Read in the Star-Advertiser: Maui retail store employee owed back wages after being denied leave to care for child during crisis
An investigation by the U.S. Department of Labor’s Wage and Hour Division has led a Maui, Hawaii, retail store specializing in grocery, household, health and beauty products to pay $800 in back wages to an employee denied paid leave to care for their child whose school closed due to the coronavirus.
WHD investigators found Mana Foods Inc. violated the Emergency Paid Sick Leave Act (EPSLA) provisions of the Families First Coronavirus Response Act (FFCRA) by denying the leave. When advised of its EPSLA obligations, Mana Foods agreed to pay $800 in paid sick leave benefits to the employee as required. The employer also agreed to display the Family First Coronavirus Response Act poster, which details employer obligations and employee rights to coronavirus-related sick leave from April 1, 2020 through Dec. 31, 2020.
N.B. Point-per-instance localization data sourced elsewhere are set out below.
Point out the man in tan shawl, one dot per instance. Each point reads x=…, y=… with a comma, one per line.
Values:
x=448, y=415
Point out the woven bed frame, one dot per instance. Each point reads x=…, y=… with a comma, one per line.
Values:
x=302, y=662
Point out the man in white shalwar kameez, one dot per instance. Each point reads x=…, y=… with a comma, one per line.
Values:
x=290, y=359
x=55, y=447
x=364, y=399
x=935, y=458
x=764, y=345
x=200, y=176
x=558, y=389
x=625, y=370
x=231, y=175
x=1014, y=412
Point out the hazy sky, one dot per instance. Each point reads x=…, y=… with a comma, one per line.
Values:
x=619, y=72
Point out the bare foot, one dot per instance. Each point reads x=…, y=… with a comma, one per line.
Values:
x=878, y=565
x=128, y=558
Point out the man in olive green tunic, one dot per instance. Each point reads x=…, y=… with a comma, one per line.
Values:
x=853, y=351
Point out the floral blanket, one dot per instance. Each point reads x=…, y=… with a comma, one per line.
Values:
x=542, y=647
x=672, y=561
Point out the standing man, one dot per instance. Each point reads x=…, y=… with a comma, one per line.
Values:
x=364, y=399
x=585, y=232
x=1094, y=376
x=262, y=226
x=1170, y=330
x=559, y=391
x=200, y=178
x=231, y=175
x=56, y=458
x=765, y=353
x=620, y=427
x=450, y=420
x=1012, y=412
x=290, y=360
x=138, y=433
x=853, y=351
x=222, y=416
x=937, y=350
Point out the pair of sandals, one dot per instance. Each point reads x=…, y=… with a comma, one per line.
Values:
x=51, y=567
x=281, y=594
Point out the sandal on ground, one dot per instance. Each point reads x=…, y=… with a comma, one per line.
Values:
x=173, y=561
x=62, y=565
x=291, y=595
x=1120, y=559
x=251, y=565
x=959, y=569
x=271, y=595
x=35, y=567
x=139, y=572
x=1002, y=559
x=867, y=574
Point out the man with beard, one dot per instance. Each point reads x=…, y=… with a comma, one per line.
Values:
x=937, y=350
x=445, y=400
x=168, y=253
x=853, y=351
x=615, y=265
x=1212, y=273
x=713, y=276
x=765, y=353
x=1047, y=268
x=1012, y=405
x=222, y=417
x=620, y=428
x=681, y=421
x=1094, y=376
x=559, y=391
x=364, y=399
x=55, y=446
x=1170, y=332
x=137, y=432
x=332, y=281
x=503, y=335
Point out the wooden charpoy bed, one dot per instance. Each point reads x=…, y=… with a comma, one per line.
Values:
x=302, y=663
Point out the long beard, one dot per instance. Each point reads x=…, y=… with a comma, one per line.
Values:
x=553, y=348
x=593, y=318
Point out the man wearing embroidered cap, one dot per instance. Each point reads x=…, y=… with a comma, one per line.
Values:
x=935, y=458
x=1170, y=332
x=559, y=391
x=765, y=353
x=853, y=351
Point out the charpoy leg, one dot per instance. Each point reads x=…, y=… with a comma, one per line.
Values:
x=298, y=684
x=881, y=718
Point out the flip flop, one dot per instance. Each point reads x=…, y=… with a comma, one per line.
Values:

“The U.S. Department of Labor is working to protect employee rights and educate employers during the coronavirus pandemic,” said Wage and Hour District Director Terence Trotter in Honolulu, Hawaii. “We encourage employers and employees to call us for assistance to improve their understanding of the new requirements under the Families First Coronavirus Response Act and use our educational online tools to avoid violations like those found in this case. WHD continues to provide updated information on our website and through extensive outreach efforts to ensure that workers and employers have the information they need about the benefits and protections of this new law.”
The FFCRA helps the U.S. combat and defeat the workplace effects of the coronavirus by giving tax credits to American businesses with fewer than 500 employees to provide employees with paid leave either for the employee’s own health needs or to care for family members. Please visit WHD’s “Quick Benefits Tips” for information about how much leave workers may qualify to use, and the wages employers must pay. The law enables employers to keep their workers on their payrolls, while at the same time ensuring that workers are not forced to choose between their paychecks and the public health measures needed to combat the virus.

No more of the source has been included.